翌日の昼休み、ハーネンフースが、職員室の俺の元を訪ねて来た。
「ザラ先生、入部希望者なんですが」
「入部希望者?」
見れば後ろに、もう一人。
「アスカ?」
見覚えの有る顔は、二年で俺が物理を担当している、S21Rの生徒。
「S21の、シン=アスカです。宜しくお願いします」
昨日、俺がレギュラー入りを決めたバレルとも、同じクラス。
…けれど。
「お前、サッカー部じゃなかったのか?」
次期エースは確定だと、風の噂で聞いた様な気がするのだが。
「サッカー部は、昨日付で退部しました」
「サッカー部を辞めた?」
「ですから、バスケ部に入れてください」
「…アスカ…ひとつ訊くが…お前の身長は?」
「172です」
「…」
「一応、経験は有ります。俺、中等部ではバスケ部でしたから」
「サッカーに転向したのに、何でバスケに戻って来たんだ?」
「転向した理由は、先程、先生が仰った通りです。俺、高等部上がった時、165しか有りませんでしたから」
「165?」
「はい」
「俺が訊いたのは、戻って来た理由だ」
「やっぱりバスケが、好きだからです。一年サッカーやって、良く解りました」
進学校のクラブとはいえ、サッカー部の次期エースとまで呼ばれていたのに、それでもバスケが良い…か。

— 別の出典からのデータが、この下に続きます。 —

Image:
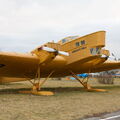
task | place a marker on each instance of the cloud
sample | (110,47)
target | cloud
(25,24)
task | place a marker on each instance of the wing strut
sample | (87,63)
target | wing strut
(85,83)
(37,84)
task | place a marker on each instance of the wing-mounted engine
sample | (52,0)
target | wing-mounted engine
(47,54)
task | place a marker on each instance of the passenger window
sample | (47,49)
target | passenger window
(64,40)
(82,42)
(77,44)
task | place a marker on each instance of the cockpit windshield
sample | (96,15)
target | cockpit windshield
(67,39)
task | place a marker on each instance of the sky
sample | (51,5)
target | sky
(26,24)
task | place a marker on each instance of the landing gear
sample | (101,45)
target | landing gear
(85,83)
(37,84)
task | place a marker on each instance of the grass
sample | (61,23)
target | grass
(70,102)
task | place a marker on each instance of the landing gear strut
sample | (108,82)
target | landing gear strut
(85,83)
(37,84)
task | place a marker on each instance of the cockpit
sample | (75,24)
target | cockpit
(67,39)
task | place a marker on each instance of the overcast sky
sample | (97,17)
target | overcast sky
(26,24)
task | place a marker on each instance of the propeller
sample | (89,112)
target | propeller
(55,51)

「一年間で7センチ伸びているのなら、未だ成長期なんだろう」
「はい、毎日牛乳2リットル飲んでます」
…此処にも、一人居た。
俺と同じ、バスケ馬鹿が。
「マネージャー、入部手続きを頼む。それから、今日の午後練で、彼の分の身体能力測定、やっておいてくれ」
「解りました」
「それから、アスカ」
「はい」
「牛乳2リットルは、飲み過ぎだ。腹を壊す。過剰摂取しても、余分なカルシウムは体内に吸収されない」
「はい」
ディセンベル学園時代、実は同じ事をして、腹を壊した過去がある。
チームメイトであり、寄宿舎のルームメイトでもあった、ラスティ=マッケンジーに介抱されながら、呆れ口調で言われた言葉の受け売りだというのは、内緒だ。